Google I/O didn’t give us the Android update we were expecting—or did it??
Andrew Cunningham

Google covered a lot of ground in its three-and-a-half-hour opening keynote at Google I/O yesterday, but one thing it didn’t announce was the oft-rumored next version of Android. However, persistent rumors insist that the elusive Android 4.3 is still coming next month—if that’s true, why not announce it at I/O in front of all of your most enthusiastic developers?

The answer is that Google did announce what amounts to a fairly substantial Android update yesterday. They simply did it without adding to the update fragmentation problems that continue to plague the platform. By focusing on these changes and not the apparently-waiting-in-the-wings update to the core software, Google is showing us one of the ways in which it’s trying to fix the update problem.
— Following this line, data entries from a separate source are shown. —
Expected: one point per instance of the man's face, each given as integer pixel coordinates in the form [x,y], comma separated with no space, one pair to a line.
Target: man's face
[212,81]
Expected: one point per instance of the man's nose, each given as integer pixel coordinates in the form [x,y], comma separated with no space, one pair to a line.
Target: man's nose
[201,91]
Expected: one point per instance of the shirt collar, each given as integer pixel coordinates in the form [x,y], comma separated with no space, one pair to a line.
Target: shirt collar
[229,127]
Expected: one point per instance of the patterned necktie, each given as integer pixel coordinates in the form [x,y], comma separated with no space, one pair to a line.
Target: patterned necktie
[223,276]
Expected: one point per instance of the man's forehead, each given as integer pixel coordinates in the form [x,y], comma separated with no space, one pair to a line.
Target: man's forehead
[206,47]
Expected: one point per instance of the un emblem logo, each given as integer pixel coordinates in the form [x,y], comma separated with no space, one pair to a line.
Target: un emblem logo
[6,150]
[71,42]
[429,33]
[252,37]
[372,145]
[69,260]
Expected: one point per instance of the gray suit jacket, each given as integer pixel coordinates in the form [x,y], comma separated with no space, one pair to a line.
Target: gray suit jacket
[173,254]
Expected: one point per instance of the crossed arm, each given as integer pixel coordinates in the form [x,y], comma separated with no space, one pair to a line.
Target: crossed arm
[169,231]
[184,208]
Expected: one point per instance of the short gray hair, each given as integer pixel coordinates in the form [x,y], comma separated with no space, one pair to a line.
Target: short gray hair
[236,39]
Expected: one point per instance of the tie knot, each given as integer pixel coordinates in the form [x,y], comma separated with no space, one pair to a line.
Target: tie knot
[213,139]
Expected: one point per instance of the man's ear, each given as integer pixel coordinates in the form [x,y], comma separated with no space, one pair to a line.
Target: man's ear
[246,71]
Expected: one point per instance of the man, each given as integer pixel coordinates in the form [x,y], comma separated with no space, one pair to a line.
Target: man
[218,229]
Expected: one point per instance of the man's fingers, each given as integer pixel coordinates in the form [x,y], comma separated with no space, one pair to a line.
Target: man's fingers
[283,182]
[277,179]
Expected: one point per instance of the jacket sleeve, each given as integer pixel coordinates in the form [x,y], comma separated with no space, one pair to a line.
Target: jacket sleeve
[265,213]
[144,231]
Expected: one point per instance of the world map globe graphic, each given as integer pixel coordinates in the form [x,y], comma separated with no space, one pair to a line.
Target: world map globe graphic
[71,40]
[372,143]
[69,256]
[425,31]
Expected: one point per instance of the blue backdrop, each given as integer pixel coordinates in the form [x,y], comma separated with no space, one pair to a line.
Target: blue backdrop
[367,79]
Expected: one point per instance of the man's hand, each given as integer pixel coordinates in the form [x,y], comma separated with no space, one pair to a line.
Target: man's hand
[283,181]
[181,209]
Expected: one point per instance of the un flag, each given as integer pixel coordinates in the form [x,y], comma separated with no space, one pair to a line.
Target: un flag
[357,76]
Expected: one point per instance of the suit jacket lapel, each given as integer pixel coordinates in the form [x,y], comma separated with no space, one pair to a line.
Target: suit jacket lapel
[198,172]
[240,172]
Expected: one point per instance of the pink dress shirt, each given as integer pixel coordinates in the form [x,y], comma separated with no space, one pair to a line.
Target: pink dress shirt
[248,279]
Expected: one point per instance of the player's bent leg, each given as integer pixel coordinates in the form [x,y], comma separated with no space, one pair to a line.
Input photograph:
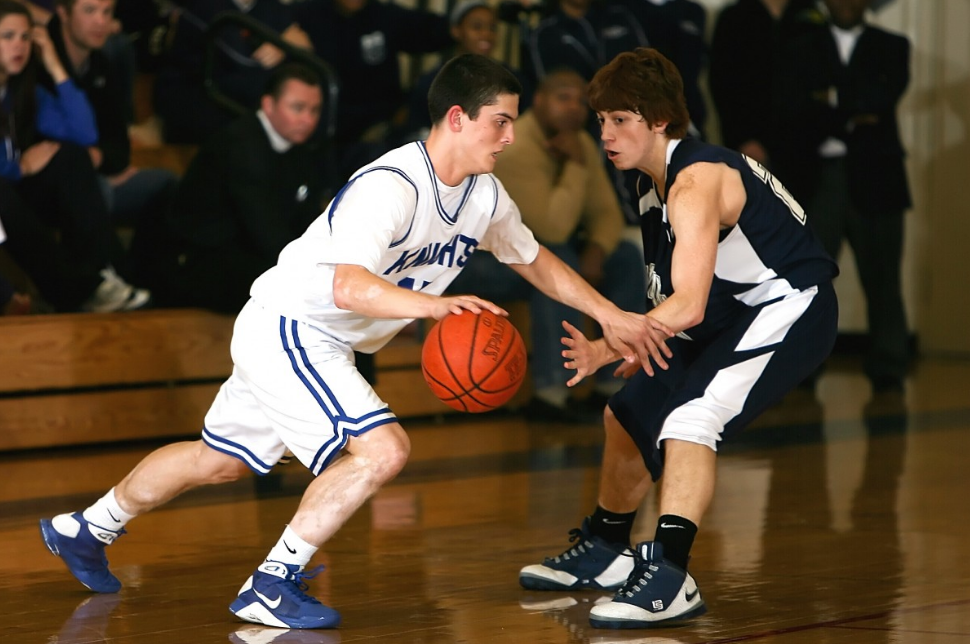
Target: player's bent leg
[275,594]
[624,479]
[161,476]
[372,459]
[593,562]
[80,544]
[658,593]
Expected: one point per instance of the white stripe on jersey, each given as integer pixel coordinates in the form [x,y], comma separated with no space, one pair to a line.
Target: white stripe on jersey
[738,262]
[235,449]
[344,426]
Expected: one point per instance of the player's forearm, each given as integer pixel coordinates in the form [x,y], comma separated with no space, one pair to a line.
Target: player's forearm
[556,279]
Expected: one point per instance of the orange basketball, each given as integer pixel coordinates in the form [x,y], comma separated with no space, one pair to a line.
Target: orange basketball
[473,362]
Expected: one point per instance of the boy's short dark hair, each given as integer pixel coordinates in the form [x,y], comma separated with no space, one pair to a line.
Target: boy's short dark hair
[469,81]
[287,72]
[642,81]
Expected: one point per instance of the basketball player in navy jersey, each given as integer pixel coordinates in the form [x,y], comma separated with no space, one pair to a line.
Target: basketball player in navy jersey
[379,256]
[736,273]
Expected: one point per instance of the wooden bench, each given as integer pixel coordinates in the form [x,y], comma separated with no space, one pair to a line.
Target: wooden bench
[74,379]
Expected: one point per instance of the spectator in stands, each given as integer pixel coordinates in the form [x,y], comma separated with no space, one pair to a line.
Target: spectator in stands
[843,157]
[474,26]
[242,63]
[58,228]
[11,301]
[361,40]
[554,174]
[251,189]
[746,48]
[79,30]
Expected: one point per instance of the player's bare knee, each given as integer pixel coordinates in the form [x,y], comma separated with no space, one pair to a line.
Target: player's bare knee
[383,450]
[215,467]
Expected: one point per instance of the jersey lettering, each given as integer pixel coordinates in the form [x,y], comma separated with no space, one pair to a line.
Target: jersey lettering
[654,286]
[454,252]
[409,282]
[776,187]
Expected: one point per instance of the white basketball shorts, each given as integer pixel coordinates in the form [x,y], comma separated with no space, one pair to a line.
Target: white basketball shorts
[292,386]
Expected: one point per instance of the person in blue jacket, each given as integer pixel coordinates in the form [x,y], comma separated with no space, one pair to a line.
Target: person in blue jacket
[57,225]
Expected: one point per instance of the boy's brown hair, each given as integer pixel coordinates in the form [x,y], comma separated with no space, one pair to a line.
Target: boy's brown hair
[642,81]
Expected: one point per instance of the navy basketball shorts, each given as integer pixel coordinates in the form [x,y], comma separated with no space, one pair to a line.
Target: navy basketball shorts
[292,387]
[715,389]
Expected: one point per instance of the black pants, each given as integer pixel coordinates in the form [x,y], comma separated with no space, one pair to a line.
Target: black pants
[58,229]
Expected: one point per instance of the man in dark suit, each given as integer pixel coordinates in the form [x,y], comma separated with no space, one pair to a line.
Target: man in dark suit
[843,158]
[252,188]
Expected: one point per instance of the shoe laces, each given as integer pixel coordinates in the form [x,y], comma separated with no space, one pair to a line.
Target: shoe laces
[583,546]
[298,586]
[642,574]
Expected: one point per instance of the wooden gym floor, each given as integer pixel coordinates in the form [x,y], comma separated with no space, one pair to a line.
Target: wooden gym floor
[842,520]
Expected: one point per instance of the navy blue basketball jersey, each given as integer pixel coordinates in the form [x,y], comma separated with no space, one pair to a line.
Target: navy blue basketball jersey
[769,254]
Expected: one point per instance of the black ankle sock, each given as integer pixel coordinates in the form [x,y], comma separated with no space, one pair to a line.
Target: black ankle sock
[677,536]
[612,526]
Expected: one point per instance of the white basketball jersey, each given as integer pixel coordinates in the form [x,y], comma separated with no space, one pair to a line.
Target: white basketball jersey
[397,220]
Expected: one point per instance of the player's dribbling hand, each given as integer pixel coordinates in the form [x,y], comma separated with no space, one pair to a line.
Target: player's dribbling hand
[460,303]
[639,338]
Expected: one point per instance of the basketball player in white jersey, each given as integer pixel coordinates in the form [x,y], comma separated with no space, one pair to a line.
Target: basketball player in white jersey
[378,257]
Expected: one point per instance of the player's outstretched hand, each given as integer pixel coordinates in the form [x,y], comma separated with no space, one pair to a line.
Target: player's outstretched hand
[458,304]
[584,355]
[636,337]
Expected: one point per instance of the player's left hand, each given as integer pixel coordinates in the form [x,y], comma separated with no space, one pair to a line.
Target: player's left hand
[583,355]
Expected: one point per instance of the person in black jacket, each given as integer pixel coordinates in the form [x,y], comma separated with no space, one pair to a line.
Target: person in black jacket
[79,30]
[844,159]
[361,40]
[748,39]
[252,188]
Consider the full breadth of yesterday’s Android-related improvements: you’ve got an update to the Android version of Google Maps, due this summer, that incorporates some of the features of the iOS version and the new desktop version. There’s a WebGL-capable version of Chrome for Android and an entirely new gaming API. A shotgun blast of improvements are coming to the Google Play Services APIs. And that’s to say nothing of the products that affect Google’s services across all supported platforms: Google Play Music All Access (say that five times fast), Hangouts, and Search improvements.